According to the Czech Statistical Office, EU’s public expenditure on R&D accounted for 0.7% of EU’s GDP in 2014, compared with 0.8% of GDP in the United States of America and Japan. The Czech public expenditure on R&D (CZK 27bn, i.e. 0.6% of the country’s GDP) amounted to 1% of the EU’s expenditure volume.
In the Czech Republic, public expenditure on R&D has stagnated over the past three years. Half of the expenditure volume was allocated in the capital city of Prague and one-sixth in the South-Moravian region. The funds have been used for the long-term development of research organizations, specific research projects at universities, and international cooperation. The Ministry of Education distributed CZK 11bn, followed by the Czech Academy of Science (CZK 4bn), Grant Agency of the Czech Republic, Technology Agency of the Czech Republic (CZK 3bn) and the Ministry of Industry and Trade (CZK 1.6bn).
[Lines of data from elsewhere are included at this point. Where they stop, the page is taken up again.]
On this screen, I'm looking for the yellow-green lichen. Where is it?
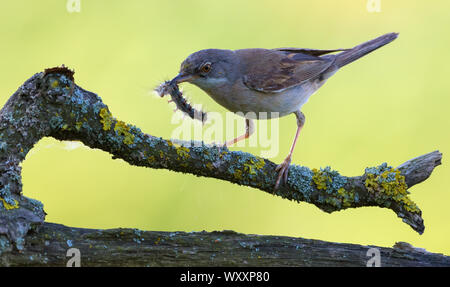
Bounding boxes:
[176,146,191,160]
[100,108,114,131]
[52,80,59,88]
[364,164,420,213]
[244,158,266,174]
[114,121,134,145]
[233,169,242,179]
[0,197,19,210]
[206,162,214,170]
[312,168,331,190]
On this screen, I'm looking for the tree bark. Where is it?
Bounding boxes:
[0,67,442,266]
[0,223,450,267]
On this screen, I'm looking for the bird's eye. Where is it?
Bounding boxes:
[201,63,211,73]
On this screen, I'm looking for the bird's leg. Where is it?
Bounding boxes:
[275,111,305,189]
[225,119,255,147]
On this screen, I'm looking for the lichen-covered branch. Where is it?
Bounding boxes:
[0,68,442,248]
[0,223,450,267]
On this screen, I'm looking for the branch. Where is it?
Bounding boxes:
[0,67,442,249]
[0,223,450,267]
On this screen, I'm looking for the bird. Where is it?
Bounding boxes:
[170,33,398,189]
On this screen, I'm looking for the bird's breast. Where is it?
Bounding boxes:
[202,80,323,118]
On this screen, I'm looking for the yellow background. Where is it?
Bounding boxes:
[0,0,450,255]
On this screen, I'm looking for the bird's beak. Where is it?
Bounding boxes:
[170,72,194,84]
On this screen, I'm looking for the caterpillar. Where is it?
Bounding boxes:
[155,81,207,124]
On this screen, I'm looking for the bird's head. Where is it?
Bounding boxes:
[171,49,235,92]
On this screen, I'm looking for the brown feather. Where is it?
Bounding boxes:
[241,49,334,93]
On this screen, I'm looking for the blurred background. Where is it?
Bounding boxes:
[0,0,450,255]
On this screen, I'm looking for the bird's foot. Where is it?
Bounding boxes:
[275,156,291,190]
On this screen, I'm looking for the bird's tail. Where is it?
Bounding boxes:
[335,33,398,68]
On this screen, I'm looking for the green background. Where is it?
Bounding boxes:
[0,0,450,255]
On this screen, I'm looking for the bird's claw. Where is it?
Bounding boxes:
[275,156,291,190]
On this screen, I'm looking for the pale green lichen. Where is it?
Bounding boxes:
[100,108,114,131]
[364,163,420,213]
[114,121,134,145]
[0,197,19,210]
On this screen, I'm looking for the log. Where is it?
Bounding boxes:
[0,223,450,267]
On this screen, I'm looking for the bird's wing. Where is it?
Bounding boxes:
[243,49,334,93]
[273,48,350,56]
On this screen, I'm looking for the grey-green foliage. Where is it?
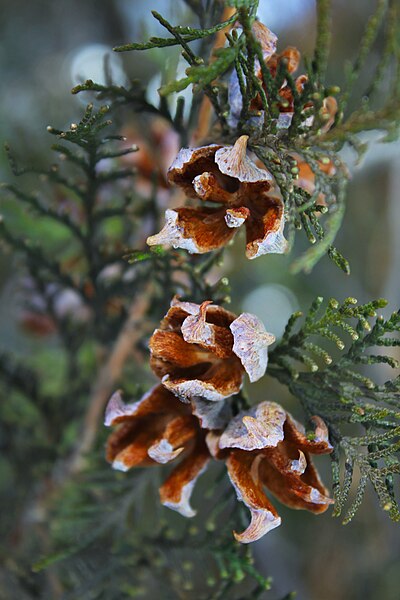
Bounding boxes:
[104,0,400,273]
[269,298,400,523]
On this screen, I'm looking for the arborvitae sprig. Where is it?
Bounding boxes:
[74,0,400,273]
[269,298,400,523]
[34,465,271,600]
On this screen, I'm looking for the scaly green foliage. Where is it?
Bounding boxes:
[0,0,400,600]
[269,298,400,523]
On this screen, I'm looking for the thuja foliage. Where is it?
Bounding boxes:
[0,0,400,600]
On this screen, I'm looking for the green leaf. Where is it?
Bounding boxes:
[159,46,239,96]
[114,14,237,52]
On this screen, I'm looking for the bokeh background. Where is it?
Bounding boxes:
[0,0,400,600]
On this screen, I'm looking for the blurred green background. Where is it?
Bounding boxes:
[0,0,400,600]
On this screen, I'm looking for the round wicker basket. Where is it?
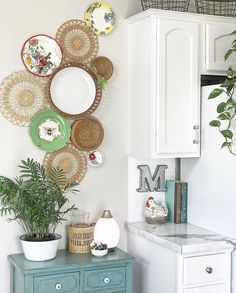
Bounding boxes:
[71,116,104,151]
[195,0,236,17]
[141,0,190,12]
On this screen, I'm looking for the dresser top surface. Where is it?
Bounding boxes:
[8,248,133,272]
[126,222,236,253]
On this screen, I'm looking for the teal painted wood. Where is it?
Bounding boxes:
[8,248,134,293]
[84,267,126,292]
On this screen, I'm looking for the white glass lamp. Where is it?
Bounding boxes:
[94,210,120,251]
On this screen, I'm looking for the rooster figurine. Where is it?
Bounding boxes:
[144,196,168,224]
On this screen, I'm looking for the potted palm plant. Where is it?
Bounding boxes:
[0,158,77,261]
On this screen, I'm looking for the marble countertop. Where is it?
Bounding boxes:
[125,222,236,254]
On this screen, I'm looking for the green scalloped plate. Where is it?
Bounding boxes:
[29,109,71,152]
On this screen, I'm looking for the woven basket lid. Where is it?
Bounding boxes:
[43,144,87,185]
[92,56,114,80]
[0,70,48,126]
[71,116,104,151]
[56,19,99,63]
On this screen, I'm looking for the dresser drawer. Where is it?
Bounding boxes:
[34,273,79,293]
[84,267,126,292]
[184,253,231,285]
[184,284,230,293]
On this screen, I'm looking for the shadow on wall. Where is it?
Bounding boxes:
[125,0,143,18]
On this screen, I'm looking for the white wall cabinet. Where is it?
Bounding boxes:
[205,23,236,74]
[128,10,236,158]
[129,14,200,158]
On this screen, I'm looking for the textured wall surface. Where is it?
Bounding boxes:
[0,0,141,293]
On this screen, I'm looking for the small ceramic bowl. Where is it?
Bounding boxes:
[91,249,108,257]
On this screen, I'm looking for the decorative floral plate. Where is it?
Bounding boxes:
[0,70,48,126]
[86,150,104,167]
[43,144,87,185]
[71,116,104,151]
[92,56,114,80]
[56,19,99,63]
[48,63,102,118]
[21,35,62,77]
[85,2,115,35]
[30,109,71,152]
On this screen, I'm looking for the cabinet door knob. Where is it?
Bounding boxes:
[103,277,110,284]
[206,267,213,274]
[55,283,62,290]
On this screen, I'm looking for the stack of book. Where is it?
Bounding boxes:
[166,180,188,224]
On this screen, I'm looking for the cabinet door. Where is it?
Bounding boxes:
[206,24,236,72]
[184,284,230,293]
[154,19,200,157]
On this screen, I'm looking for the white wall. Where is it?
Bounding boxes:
[0,0,141,293]
[182,86,236,293]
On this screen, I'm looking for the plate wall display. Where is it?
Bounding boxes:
[43,144,87,185]
[30,109,71,152]
[85,2,115,35]
[48,63,102,118]
[71,116,104,151]
[0,70,48,126]
[56,19,99,63]
[21,34,62,77]
[92,56,114,80]
[86,150,104,167]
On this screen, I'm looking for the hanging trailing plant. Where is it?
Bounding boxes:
[208,31,236,156]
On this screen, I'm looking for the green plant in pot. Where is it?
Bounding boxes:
[208,31,236,156]
[0,158,77,261]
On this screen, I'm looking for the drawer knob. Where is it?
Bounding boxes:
[103,277,110,284]
[206,267,213,274]
[55,283,62,290]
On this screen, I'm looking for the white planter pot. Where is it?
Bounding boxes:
[20,234,61,261]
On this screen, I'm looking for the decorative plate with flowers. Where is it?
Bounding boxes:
[85,2,115,36]
[21,35,62,77]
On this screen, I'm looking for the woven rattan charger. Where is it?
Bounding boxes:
[71,116,104,151]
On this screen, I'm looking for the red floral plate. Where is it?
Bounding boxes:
[21,34,62,77]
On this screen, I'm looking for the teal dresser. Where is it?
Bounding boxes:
[8,248,134,293]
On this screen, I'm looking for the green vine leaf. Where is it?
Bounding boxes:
[217,102,226,113]
[226,100,236,110]
[221,129,233,139]
[208,88,224,99]
[209,120,221,127]
[217,112,231,120]
[225,47,236,61]
[221,141,232,148]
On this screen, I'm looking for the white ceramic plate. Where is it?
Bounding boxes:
[50,67,96,115]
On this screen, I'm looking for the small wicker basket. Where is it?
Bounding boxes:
[68,224,95,253]
[195,0,236,17]
[141,0,190,12]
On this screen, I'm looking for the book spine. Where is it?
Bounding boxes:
[166,180,175,223]
[174,181,182,224]
[181,182,188,223]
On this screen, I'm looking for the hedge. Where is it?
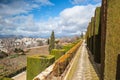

In 2014, 28 universities and 72 research organizations (most of them falling under the Czech Academy of Science) received direct state funding. Read also an article published by the ceskapozice.cz server about the recently-conducted formal international assessment of research activites and results of the Academy of Science of the Czech Republic.
Private entities (80% of them were private companies) received direct state funding worth CZK 3.4bn in 2014. More than one-third of the volume was invested in the manufacturing sector (engineering, computer production, electronic, optical devices). Read details in Czech.
Also, the number of businesses that apply tax deduction for R&D has been rising, from 454 companies in 2005 to 1,264 in 2014 (two-thirds were local entities, one-third were foreign entities), the Czech Statistical Office says.